When I stepped onto the bus, it was as if I would walked on to the set of the motion picture, Cocoon. If you do not recall, that was the film with all of the outdated individuals who swim in the pool with extraterrestrial eggs and regain their youth by sapping the existence pressure from the alien embryos. In other words and phrases, I could have been the excellent-granddaughter of 75% of the team that we have been touring with. Bear appeared to know anyone on the bus I’m assuming from his affiliation with the local K of C, rotary club, or VFW. I tried to escape at this issue, and named my sister to occur get me, but she just laughed and advised me to slumber in the messy bed I experienced built.
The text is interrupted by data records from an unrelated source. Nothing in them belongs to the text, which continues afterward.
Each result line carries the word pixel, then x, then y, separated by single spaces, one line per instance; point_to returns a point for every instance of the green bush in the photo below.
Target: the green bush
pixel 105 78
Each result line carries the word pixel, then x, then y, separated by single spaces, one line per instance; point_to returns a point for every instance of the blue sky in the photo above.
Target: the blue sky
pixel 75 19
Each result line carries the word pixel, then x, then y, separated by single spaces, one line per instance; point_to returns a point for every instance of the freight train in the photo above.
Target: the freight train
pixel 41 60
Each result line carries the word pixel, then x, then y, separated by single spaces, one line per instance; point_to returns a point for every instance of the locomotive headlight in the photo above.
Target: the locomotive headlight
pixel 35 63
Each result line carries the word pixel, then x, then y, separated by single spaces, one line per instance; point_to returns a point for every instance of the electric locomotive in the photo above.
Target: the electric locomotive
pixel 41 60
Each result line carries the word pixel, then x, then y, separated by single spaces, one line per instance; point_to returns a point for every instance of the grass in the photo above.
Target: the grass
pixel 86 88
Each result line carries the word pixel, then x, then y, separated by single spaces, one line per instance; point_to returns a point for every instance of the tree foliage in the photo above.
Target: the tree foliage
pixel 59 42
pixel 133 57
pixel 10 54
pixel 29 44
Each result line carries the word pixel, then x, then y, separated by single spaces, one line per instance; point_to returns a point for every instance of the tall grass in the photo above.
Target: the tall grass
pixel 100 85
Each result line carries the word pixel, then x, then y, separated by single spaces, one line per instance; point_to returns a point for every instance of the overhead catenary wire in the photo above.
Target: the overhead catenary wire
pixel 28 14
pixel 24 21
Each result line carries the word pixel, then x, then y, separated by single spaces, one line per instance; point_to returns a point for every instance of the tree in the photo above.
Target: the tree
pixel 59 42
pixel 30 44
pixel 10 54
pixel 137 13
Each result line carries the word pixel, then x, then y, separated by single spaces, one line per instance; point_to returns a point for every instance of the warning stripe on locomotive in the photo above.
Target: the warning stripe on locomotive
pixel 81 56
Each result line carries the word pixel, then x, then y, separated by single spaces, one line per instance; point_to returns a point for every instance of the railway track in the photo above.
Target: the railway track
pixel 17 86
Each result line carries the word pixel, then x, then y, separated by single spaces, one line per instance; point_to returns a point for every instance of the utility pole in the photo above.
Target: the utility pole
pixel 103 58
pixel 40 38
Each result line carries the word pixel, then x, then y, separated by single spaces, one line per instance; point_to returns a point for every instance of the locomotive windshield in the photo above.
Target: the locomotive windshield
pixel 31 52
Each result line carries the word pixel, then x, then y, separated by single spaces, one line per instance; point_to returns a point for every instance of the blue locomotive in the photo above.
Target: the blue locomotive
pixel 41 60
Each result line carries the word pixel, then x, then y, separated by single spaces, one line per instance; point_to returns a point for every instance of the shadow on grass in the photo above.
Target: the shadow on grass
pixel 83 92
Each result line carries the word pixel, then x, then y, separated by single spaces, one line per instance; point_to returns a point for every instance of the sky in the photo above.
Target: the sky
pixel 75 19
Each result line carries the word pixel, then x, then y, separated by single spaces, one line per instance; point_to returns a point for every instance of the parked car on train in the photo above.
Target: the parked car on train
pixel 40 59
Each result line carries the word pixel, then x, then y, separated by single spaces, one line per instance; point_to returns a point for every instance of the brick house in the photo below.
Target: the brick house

I took her tips. I dozed in the course of the 4 ½ hour journey to Jersey, and, even when I wasn’t sleeping, I pretended to. Like a fly on the wall, I overheard the discussions of all those all-around me as they complimented Bear on his pretty, youthful girlfriend and requested how prolonged he and I experienced been dating. His boastful reply of how this was our initial day practically produced my ears bleed and my belly convulse. I was groaning silently in my head and devising a prepare to sabotage any idea that Bear experienced that he was going to kiss me in the future 8 hrs.

It turns out that staying a bored, whining, foul-smelling woman was all I desired to do.

I stood upcoming to Bear when he performed Black Jack, yawning obnoxiously and producing certain that no section of my body touched any component of his. I could smell the stale cigarette smoke in my hair from the night time in advance of and the bitter smell of alcoholic beverages seeping as a result of my skin, and I gave many thanks and praise for my disgustingness… I was hoping it would act as garlic to a vampire. Bear experienced offered me $20 so that I could try to eat whilst we were there, and we went to some cafe in the on line casino. He purchased steak, baked potato, salad… the works. I had by now spent some of my $20 on drinks, due to the fact, considering that I was not gambling, I was not entitled to drink for cost-free in the on line casino. So, I did not have sufficient dollars to get a good food, and settled for a sandwich and chips. I complained about my meals loudly (and sincerely, actually- it was horrible), although I viewed with envy as Bear ate his shrimp cocktail. I was worn out, hungry, in business that I did not want to be in, and I did not hesitate to enable Bear know how miserable I was. By the time we returned to the bus to go away, he not only was not talking to me, he wouldn’t even sit following to me on the experience household.

Ethical of the story: The most painless way to get out of a bad day is to be a worse one.